The victim's name and other details were not immediately available.
Don Denney, a spokesman for Wyandotte County and Kansas City, Kan., said searchers were looking for other victims.
He said dozens of homes were significantly damaged and several were destroyed.
In some places, the swath of destruction was one-quarter mile wide as the tornado moved through the western and northern parts of the metropolitan area.
Providence Medical Center in Kansas City, Kan., confirmed that it was treating injured victims, one of several reported in Kansas and Missouri. Officials there could not immediately estimate how many injured were being treated.
Gas leaks reported
Denney said the city was fielding reports of gas leaks and electrical problems soon after the storm, and that electricity was out briefly at Providence Medical Center.
Army National Guard Maj.
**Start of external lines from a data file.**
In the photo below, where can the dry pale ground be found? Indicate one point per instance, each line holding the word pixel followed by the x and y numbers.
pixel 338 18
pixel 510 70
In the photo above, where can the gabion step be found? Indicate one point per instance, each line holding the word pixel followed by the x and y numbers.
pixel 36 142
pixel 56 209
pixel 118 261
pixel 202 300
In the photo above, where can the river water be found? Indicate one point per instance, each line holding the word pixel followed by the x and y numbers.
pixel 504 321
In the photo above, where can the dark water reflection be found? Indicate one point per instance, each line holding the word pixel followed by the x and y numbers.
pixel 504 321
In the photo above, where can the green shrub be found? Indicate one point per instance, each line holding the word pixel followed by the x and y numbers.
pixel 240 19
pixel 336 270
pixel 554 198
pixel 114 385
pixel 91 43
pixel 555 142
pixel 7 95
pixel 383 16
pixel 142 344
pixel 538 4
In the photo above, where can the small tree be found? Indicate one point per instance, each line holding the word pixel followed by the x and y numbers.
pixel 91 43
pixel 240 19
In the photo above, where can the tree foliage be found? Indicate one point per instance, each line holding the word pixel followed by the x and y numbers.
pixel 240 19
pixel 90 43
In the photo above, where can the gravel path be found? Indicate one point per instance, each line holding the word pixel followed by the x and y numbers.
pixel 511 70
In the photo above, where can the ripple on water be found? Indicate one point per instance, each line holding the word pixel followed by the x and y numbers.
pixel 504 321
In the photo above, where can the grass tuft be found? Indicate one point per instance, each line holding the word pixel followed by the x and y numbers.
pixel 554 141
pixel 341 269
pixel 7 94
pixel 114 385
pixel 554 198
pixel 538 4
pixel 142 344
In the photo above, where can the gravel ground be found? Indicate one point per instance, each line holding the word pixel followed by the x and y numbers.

Gen. Greg Gardner, Kansas' director of emergency management, said state officials knew of four tornadoes that touched down: one each in Leavenworth, Wyandotte, Miami and Crawford counties.
He did not have an immediate damage estimate.
The largest tornado first touched down west of Bonner Springs in Leavenworth County, Kan., around 3:30 p.m., said Lynn Maximuk, a meteorologist with the National Weather Service in Pleasant Hill, Mo.
It moved through Leavenworth and Wyandotte counties and into Platte and Clay counties in Missouri, leaving behind a path of destruction.
The tornado reached 500 yards across at its widest, Maximuk said.
At 6 p.m., it was still on the ground in Ray County, northeast of Kansas City, meteorologist Lisa Schmit said.
In Kansas, footage from television news helicopters showed homes torn down or damaged in Wyandotte County. There were also reports that a subdivision was flattened in Leavenworth.
Callers to radio stations reported seeing damage near Kansas Speedway and the Cabela's outdoor store in Kansas City, Kan., but neither the store nor the racetrack appeared to be damaged.
At Kansas City International Airport, officials stopped all flights and evacuated the terminals. Passengers were ushered into underground tunnels leading to parking garages. After about 30 minutes, the passengers were allowed to leave and the airport was reopened.
The television footage also showed water spurting from what appeared to be a flattened industrial park south of Parkville, Mo., in Platte County.
All roads leading into Parkville were closed by emergency crews.
In nearby Riverside, debris littered an interstate highway and a storage facility appeared to have been ripped up and moved off its foundations.
In Missouri, the National Weather Service also issued tornado warnings for Jackson County in the Kansas City area and for Buchanan County in the St. Joseph area.
Warnings were also issued for Linn and Miami counties in Kansas and Cass County, Mo., south of the Kansas City metropolitan area; Bates County, Mo., east of Kansas City; and for Labette and Cherokee counties in southeast Kansas.